Le singe, en revanche, met en avant ses compétences intellectuelles et ses talents divers. Il vante sa capacité à faire des tours de passe-passe, à parler, à danser, et même à jouer des instruments. La Fontaine oppose la richesse intérieure du singe à la superficialité du léopard. Le singe se distingue par sa diversité de talents et son esprit, qualifiés de "diversité dans l'esprit", ce qui séduit le public : "L’une fournit toujours des choses agréables ; L’autre en moins d’un moment lasse les regardants". Le singe incarne ainsi l'intelligence, la créativité et la capacité à divertir de manière durable. Par son discours, La Fontaine critique ceux qui se contentent de l’apparence, en les opposant à ceux qui font preuve de talents plus profonds et diversifiés.
Dans cette opposition, le singe apparaît comme un modèle de valeurs plus authentiques, car il propose de l'émotion et de la réflexion, en contraste avec le léopard, qui se limite à la beauté extérieure, trop vite perçue comme insuffisante.
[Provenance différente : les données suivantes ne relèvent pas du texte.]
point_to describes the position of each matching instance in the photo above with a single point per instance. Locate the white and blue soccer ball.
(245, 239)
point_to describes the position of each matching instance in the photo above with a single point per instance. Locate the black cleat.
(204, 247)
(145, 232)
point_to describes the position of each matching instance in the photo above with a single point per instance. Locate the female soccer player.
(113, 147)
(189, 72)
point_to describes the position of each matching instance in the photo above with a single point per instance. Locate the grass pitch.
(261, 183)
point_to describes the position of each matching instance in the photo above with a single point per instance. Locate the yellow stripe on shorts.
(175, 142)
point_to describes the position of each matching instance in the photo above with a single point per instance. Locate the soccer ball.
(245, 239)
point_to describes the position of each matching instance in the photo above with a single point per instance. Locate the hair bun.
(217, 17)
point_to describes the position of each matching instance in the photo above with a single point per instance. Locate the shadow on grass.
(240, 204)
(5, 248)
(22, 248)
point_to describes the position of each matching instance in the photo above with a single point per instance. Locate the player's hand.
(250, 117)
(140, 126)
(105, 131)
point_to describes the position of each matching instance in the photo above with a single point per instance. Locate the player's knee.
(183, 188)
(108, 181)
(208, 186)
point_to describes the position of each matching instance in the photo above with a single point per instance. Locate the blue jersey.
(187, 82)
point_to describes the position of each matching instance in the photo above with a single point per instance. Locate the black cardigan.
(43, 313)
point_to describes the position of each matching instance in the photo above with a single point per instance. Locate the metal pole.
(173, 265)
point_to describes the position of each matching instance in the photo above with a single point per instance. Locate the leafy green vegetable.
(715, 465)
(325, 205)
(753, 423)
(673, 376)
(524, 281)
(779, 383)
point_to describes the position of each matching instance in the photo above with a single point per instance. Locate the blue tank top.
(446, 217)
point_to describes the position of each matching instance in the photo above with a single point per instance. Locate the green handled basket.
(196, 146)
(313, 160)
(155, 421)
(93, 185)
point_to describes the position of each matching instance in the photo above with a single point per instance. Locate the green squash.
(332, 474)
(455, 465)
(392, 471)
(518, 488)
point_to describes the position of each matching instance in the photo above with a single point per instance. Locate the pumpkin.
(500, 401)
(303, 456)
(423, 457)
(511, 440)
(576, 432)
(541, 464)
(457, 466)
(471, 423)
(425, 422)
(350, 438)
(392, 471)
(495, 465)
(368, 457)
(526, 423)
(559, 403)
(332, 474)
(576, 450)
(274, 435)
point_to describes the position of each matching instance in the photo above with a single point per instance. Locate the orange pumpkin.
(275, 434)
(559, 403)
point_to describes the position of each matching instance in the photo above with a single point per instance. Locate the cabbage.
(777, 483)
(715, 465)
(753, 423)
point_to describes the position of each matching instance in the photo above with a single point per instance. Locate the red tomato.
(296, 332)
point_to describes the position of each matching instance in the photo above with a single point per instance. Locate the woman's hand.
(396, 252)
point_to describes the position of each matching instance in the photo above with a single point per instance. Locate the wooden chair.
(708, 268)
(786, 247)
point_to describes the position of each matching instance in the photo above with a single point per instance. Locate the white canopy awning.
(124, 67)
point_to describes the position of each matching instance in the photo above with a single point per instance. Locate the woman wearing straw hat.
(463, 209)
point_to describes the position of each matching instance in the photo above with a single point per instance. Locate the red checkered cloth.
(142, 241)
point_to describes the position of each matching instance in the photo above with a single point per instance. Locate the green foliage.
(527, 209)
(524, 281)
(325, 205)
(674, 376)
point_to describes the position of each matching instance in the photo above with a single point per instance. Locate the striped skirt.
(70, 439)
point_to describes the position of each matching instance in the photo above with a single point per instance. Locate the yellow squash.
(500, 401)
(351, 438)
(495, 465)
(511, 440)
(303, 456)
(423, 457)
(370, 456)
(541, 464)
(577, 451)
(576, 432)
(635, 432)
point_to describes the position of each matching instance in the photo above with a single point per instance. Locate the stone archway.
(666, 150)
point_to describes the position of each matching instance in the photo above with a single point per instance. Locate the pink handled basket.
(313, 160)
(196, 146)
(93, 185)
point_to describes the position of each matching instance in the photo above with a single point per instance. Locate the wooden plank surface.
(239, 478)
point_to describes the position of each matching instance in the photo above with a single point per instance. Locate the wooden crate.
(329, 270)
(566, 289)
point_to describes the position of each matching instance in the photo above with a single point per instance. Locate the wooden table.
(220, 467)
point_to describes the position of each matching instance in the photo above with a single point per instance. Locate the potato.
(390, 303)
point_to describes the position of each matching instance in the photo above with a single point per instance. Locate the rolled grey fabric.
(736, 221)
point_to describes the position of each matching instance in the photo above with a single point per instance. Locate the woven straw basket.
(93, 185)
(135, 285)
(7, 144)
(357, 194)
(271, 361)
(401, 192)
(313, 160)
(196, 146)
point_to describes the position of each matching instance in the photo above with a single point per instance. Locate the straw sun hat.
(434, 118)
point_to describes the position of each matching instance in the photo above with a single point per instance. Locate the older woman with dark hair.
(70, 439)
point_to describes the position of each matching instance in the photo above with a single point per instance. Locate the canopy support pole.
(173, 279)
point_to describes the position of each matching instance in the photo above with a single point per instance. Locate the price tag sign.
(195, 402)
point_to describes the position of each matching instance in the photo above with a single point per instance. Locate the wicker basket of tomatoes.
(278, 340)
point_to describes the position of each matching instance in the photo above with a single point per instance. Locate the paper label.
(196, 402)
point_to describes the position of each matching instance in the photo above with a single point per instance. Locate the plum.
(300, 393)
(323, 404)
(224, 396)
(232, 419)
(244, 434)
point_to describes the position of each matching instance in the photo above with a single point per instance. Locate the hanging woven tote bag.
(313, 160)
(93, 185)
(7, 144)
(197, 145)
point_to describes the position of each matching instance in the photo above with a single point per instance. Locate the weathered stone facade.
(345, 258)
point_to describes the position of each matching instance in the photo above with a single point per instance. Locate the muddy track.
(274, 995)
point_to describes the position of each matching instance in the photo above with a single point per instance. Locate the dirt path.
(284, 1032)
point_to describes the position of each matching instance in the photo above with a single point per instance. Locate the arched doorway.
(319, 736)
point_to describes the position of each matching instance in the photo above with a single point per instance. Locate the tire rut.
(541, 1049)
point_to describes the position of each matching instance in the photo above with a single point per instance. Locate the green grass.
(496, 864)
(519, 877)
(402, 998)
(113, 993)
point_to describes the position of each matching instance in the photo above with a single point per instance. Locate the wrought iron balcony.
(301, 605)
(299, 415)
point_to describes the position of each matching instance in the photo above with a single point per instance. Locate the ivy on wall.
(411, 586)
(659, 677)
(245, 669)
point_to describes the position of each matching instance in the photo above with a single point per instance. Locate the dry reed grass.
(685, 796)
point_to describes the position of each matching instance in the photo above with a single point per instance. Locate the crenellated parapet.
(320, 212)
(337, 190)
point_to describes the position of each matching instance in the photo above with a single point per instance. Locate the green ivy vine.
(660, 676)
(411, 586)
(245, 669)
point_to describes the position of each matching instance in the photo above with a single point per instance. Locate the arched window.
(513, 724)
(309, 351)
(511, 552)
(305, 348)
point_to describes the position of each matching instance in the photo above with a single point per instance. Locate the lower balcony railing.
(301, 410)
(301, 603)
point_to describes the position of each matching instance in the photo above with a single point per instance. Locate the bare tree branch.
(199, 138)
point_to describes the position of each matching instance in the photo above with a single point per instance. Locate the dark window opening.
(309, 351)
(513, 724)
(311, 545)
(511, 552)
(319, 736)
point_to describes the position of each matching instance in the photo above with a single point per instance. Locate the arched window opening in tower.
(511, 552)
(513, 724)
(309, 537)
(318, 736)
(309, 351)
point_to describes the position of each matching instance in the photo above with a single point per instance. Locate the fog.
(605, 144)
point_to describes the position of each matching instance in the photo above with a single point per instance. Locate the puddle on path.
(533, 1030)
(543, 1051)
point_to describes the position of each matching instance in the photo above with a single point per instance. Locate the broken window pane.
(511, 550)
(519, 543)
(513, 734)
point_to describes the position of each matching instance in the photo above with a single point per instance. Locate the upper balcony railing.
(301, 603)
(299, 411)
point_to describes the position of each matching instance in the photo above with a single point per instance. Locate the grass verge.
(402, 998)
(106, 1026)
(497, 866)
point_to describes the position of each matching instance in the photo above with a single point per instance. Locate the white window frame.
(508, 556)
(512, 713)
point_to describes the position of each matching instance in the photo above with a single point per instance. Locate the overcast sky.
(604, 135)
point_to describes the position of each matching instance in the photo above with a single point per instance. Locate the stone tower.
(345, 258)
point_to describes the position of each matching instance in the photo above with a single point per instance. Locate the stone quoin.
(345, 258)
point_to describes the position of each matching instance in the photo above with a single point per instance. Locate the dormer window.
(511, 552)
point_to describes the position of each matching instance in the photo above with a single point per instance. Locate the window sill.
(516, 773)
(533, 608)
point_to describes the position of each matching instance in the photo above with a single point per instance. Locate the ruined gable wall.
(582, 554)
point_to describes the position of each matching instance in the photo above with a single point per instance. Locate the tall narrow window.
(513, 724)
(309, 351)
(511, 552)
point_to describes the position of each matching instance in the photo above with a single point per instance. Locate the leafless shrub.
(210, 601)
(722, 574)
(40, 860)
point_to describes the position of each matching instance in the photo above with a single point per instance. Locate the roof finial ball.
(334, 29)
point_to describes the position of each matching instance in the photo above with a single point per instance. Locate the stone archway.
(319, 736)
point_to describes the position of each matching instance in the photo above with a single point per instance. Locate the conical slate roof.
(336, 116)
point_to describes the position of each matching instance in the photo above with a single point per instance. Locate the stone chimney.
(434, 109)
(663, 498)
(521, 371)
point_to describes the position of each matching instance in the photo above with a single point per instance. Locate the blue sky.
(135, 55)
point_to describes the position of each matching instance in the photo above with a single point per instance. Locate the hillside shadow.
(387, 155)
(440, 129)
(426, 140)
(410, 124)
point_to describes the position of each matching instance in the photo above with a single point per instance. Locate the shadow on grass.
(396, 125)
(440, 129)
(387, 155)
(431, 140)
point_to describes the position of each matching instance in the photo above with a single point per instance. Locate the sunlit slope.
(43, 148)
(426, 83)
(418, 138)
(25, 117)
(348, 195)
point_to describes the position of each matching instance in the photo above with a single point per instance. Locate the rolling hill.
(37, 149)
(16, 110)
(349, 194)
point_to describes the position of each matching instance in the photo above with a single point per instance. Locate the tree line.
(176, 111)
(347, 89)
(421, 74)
La morale de la fable se dégage clairement dans les derniers vers : "Oh ! que de grands seigneurs, au Léopard semblables, / N'ont que l'habit pour tous talents !" La Fontaine dénonce ici la tendance de la société de son époque à valoriser les apparences extérieures, notamment celles des grands seigneurs, qui n’ont souvent que leur statut et leur apparence pour les distinguer, mais qui manquent de véritable substance. La fable invite à une réflexion sur la superficialité des jugements sociaux et la place de la véritable valeur, qui réside non pas dans l’apparence mais dans l’esprit, la créativité et les compétences réelles.
À travers Le Singe et le Léopard, Jean de La Fontaine nous met en garde contre la primauté excessive de l’apparence dans la société, en soulignant que la véritable valeur réside dans l’intellect et l’authenticité. La fable oppose les deux stratégies argumentatives des animaux, mais cette opposition dépasse le cadre de l’histoire pour faire une critique sociale plus large. En valorisant l’esprit sur l’apparence, La Fontaine nous invite à reconsidérer nos propres jugements et à privilégier l’essentiel plutôt que l’éphémère.